Dans Coeur vous travaillez avec des acteurs qui viennent d'un peu partout dans le monde: un Québécois, un Canadien, un Italien, un Marocain... C'est inhabituel, non?

Pour certaines compagnies, oui, mais je dois avouer que, pour moi, c'est la norme. J'ai toujours travaillé dans ces environnements multiculturels. Même quand je fais des mises en scène, j'embauche des acteurs de plusieurs pays. Pour que ça traduise un effet universel. Je crois que nous sommes un microcosme du monde et ça doit se refléter sur scène. Robert travaille dans le même esprit. Dans Coeur, c'est très bien mélangé et j'adore ça. Je partage aussi la scène avec mon mari Marcello Magni!

Lequel de tous les personnages que vous jouez dans Coeur vous procure le plus de plaisir?

J'aime bien le rôle de la grand-mère algérienne.
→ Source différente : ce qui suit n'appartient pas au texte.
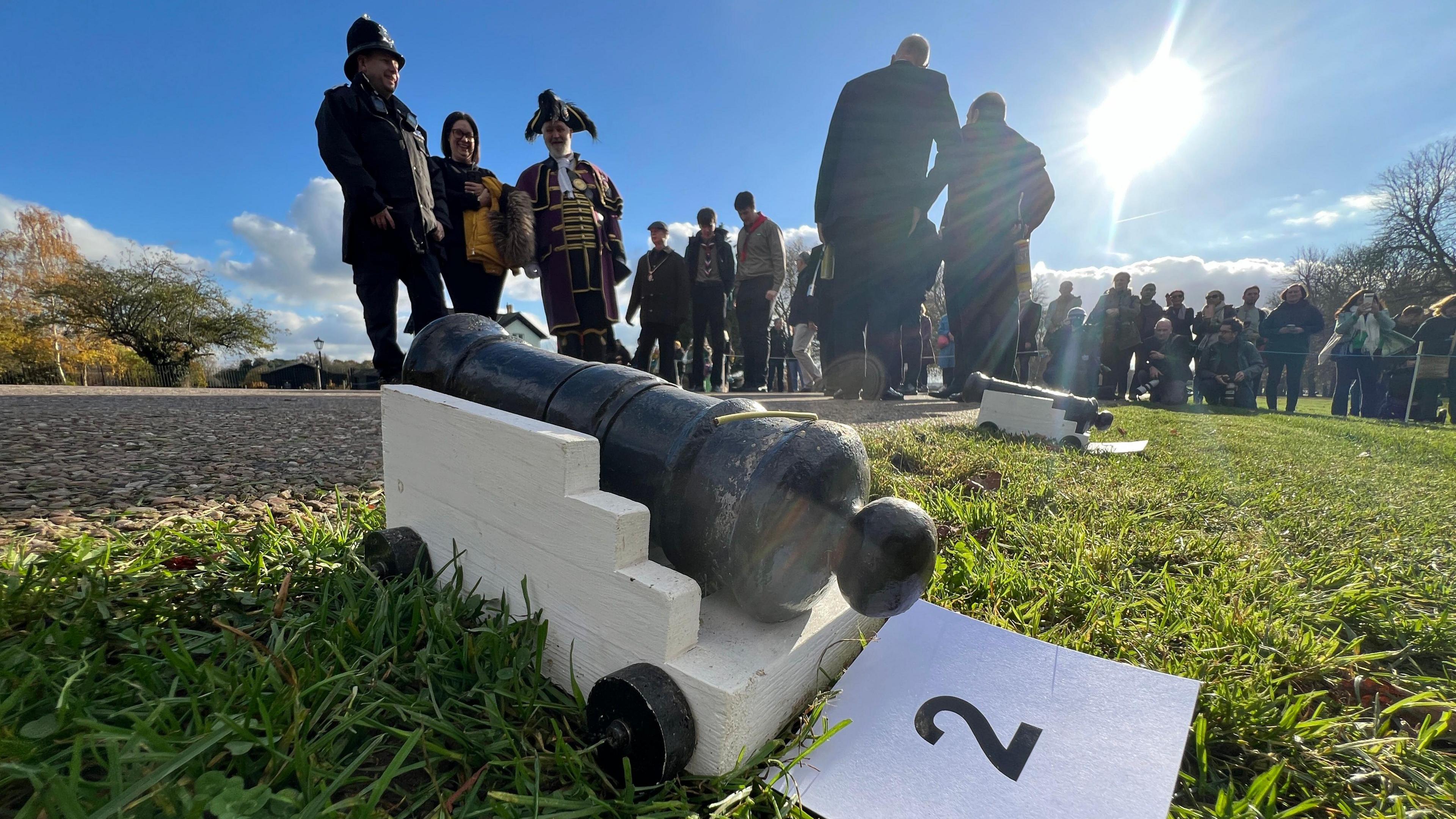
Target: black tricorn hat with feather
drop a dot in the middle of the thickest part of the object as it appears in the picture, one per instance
(551, 108)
J'ai grandi avec des personnes âgées autour de moi. Je ne sais pas au juste pourquoi, mais j'ai toujours eu des affinités avec les vieilles personnes. Je suis aussi très heureuse de pouvoir jouer le rôle de cette femme musulmane, surtout dans le contexte actuel [les attentats au journal Charlie Hebdo]. C'est une période trouble pour cette communauté.

Pique, du 3 au 10 février, et Coeur, du 18 au 28 février, à la TOHU.